Four out of six umbraphiles captured, including photographer KC Cole, whose own shadow fills the foreground.
I watched from a waterside helipad with five friends, four of whom had never seen an eclipse before. Their first-timers’ anticipation upped my own excitement, especially when I realized I would need to seize the right moment for them to remove their protective glasses and stare naked-eyed at totality. I’d never been in that position of responsibility before.
Now. Take off the glasses. Oh my God. There’s the diamond ring!
The sight, familiar but ever foreign, framed the black circle of the eclipsed Sun in a halo of silver and red. The whole world around us — sky, sand, sea — changed color, and the air grew colder. Clouds along the horizon threatened to blot out the spectacle at any moment. Instead they only skirted the Sun, as though to remind us how lucky we were — how close we had come, thousands of miles from home, to seeing nothing.
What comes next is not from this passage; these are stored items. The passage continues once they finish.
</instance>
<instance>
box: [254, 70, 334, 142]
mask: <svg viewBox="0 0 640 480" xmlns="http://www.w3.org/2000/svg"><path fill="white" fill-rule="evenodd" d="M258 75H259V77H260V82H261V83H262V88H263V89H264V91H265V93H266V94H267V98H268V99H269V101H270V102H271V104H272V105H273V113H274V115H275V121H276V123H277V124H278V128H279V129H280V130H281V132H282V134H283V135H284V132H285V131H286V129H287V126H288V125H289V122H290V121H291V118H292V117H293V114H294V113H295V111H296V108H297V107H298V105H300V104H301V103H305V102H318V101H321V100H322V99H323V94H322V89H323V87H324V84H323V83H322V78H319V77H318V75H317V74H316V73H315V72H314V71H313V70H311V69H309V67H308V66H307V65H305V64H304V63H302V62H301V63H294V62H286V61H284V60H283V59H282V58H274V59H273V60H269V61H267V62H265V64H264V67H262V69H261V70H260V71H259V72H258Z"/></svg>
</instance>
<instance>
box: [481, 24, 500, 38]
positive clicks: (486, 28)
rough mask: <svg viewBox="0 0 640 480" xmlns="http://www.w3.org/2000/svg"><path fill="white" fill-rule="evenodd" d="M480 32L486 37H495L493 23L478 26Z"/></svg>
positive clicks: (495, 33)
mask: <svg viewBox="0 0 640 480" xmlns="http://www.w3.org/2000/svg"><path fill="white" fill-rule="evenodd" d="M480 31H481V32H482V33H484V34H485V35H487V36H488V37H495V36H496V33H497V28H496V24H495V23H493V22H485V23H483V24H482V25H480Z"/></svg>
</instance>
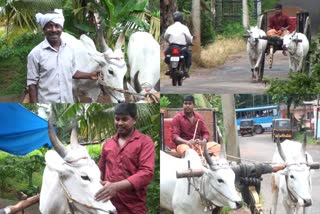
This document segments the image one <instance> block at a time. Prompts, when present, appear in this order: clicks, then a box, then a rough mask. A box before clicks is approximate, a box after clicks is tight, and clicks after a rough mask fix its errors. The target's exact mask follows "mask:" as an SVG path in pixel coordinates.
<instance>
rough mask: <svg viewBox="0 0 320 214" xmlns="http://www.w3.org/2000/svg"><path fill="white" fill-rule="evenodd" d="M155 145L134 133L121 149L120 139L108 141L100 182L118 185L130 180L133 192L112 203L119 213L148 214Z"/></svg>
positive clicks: (122, 192) (102, 163) (152, 142)
mask: <svg viewBox="0 0 320 214" xmlns="http://www.w3.org/2000/svg"><path fill="white" fill-rule="evenodd" d="M154 162H155V145H154V143H153V142H152V140H151V138H150V137H149V136H147V135H144V134H142V133H140V132H139V131H138V130H137V129H135V131H134V133H133V134H132V135H131V137H130V138H129V139H128V141H127V142H126V143H125V145H124V147H123V148H122V149H120V147H119V144H118V135H115V136H113V137H112V138H111V139H108V140H107V141H106V143H105V144H104V145H103V148H102V155H101V157H100V161H99V164H98V166H99V168H100V171H101V179H102V180H103V181H110V182H117V181H121V180H124V179H127V180H128V181H129V182H130V183H131V184H132V186H133V189H132V190H127V191H121V192H118V193H117V194H116V196H115V197H113V198H112V199H111V202H112V203H113V205H114V206H115V207H116V209H117V211H118V213H120V214H124V213H147V208H146V194H147V186H148V184H150V182H151V181H152V178H153V175H154Z"/></svg>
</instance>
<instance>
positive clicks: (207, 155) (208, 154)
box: [203, 143, 213, 166]
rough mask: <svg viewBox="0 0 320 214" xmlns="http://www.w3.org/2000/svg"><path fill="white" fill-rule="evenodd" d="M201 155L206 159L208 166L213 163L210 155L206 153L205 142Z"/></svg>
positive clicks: (211, 164) (205, 147)
mask: <svg viewBox="0 0 320 214" xmlns="http://www.w3.org/2000/svg"><path fill="white" fill-rule="evenodd" d="M203 155H204V158H205V159H206V161H207V163H208V164H209V166H212V165H213V163H212V159H211V158H210V155H209V153H208V149H207V144H206V143H205V144H204V149H203Z"/></svg>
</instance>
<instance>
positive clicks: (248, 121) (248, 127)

I felt perfectly happy for the whole two minutes — for the fleeting two minutes — that totality lasted. When it ended too soon, as it always does, the euphoria hung on for days. And now of course I’m scheming for the means to view upcoming exotic eclipses in Africa and the Arctic, until August 21, 2017, when the path of a total solar eclipse will traverse the United States, cutting a diagonal swath from Oregon to South Carolina. It’s not too early to start considering the ideal perch.